【主張】矛先が違う最低賃金の一律化
地域別最低賃金の全国一律化を推進する動きが活発化しているが、逆格差が生じる可能性が高く、慎重な判断を求めたい。そもそも、東京一極集中や地方経済低迷の原因を現行の最低賃金制度に求めるのは誤りである。政府によるマクロ経済政策と地方活性化策の行き詰まりが背景にあるのは自明であり、責任転嫁に近い。最低賃金は地方経済の拡大に応じて上昇させていくのが筋で、発想が逆転している。
自民党では今年2月、有志議員が「最低賃金一元化推進議員連盟」を設立。最近の報道では、次期参院選挙に向けた政策集に最低賃金一律化に向けた検討方針を明記するという。「検討方針」の明記は構わないが、実現させるとなると様ざまなハードルを越えなければならない。
最大のハードルは、一律化する水準である。まさか、東京の985円に一律化するというのだろうか。あるいは、全国平均の874円とするのか。目標の1000円に一気に引き上げるという考え方もあろう。しかし、地方経済の実態を度外視すれば、逆格差となるのは明らかである。

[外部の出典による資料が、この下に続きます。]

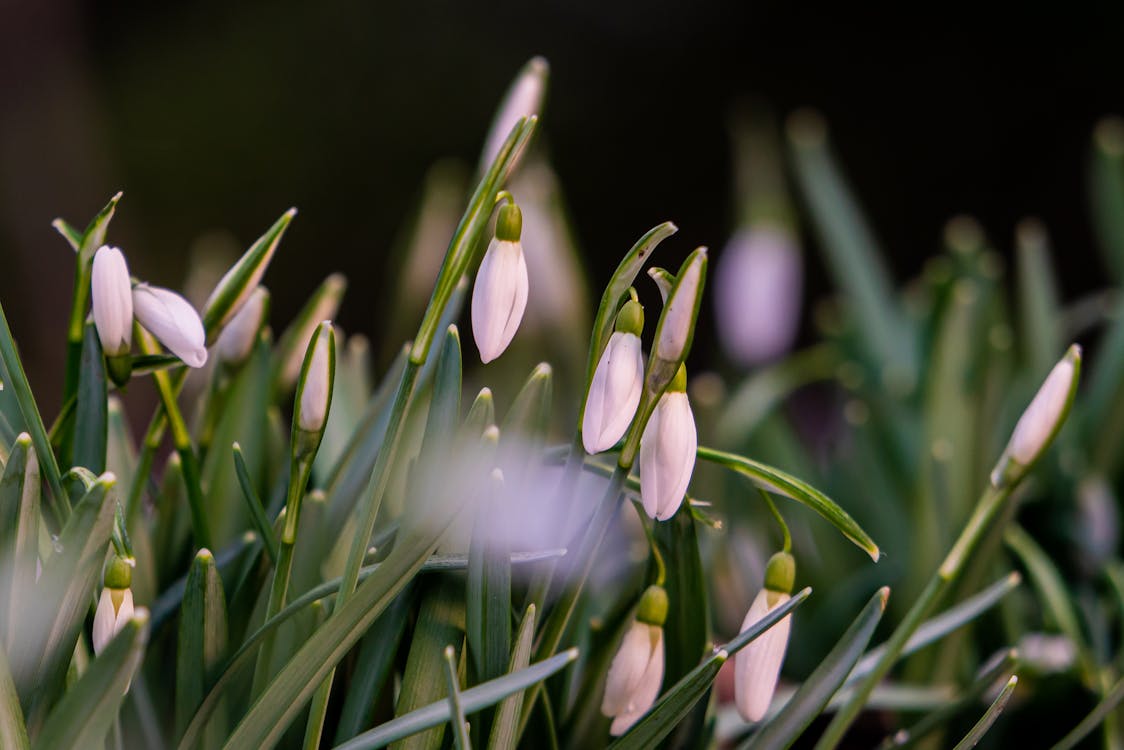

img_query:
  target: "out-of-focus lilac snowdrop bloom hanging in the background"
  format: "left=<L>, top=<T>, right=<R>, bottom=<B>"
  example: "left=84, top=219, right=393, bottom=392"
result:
left=715, top=226, right=803, bottom=365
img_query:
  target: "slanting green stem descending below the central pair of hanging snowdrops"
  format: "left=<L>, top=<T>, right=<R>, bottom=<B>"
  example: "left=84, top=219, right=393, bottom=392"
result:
left=516, top=463, right=631, bottom=737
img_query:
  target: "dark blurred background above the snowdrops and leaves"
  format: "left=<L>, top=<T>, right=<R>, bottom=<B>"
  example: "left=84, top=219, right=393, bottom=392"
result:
left=0, top=0, right=1124, bottom=413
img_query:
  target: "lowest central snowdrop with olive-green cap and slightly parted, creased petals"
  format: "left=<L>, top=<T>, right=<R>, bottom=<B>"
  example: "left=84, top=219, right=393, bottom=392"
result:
left=601, top=586, right=668, bottom=737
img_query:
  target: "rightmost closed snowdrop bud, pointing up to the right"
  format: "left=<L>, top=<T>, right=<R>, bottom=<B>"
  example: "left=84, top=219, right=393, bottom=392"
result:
left=991, top=344, right=1081, bottom=487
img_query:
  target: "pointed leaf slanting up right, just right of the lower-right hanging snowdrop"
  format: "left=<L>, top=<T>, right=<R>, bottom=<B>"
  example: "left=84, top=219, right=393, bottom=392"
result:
left=746, top=588, right=890, bottom=750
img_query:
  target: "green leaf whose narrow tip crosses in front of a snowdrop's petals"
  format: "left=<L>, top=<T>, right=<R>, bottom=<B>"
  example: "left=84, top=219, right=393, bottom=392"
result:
left=609, top=588, right=812, bottom=750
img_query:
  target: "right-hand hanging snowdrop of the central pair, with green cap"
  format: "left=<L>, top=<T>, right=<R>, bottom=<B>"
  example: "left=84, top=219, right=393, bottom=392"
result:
left=640, top=365, right=698, bottom=521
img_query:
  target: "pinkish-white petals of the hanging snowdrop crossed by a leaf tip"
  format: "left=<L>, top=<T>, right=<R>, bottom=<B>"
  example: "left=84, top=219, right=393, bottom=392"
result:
left=734, top=589, right=792, bottom=722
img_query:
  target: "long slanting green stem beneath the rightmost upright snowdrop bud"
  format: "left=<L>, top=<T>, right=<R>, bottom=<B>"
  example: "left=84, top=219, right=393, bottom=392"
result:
left=815, top=484, right=1014, bottom=750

都道府県別の1人当たり年間所得をみると、Aランク東京が450万円、ほぼ中位のCランク福岡で270万円、最低のDランク沖縄は210万円となっている。毎月勤労統計調査の定期給与では、東京36万円に対し、沖縄は24万円である。仮に最低賃金を全国平均に一律化すれば、沖縄(762円)においては短期間に112円引き上げなければならず、中小零細企業で雇用削減が横行するだろう。
最低賃金一律化の狙いとして挙げているのは、デフレ脱却、一極集中の是正、地方経済の底上げ、外国人労働者の都市部への流入抑制などである。最低賃金を引き上げて生産性向上を図るなどとする声もある。
いずれも発想自体が逆転している。最低賃金は、地方経済の活性化、生産性向上に即して引き上げていくべきである。無理に一律化すれば、地方経済を破壊しかねない。地方に多くのひずみが生じているのは理解できるが、矛先が間違っている。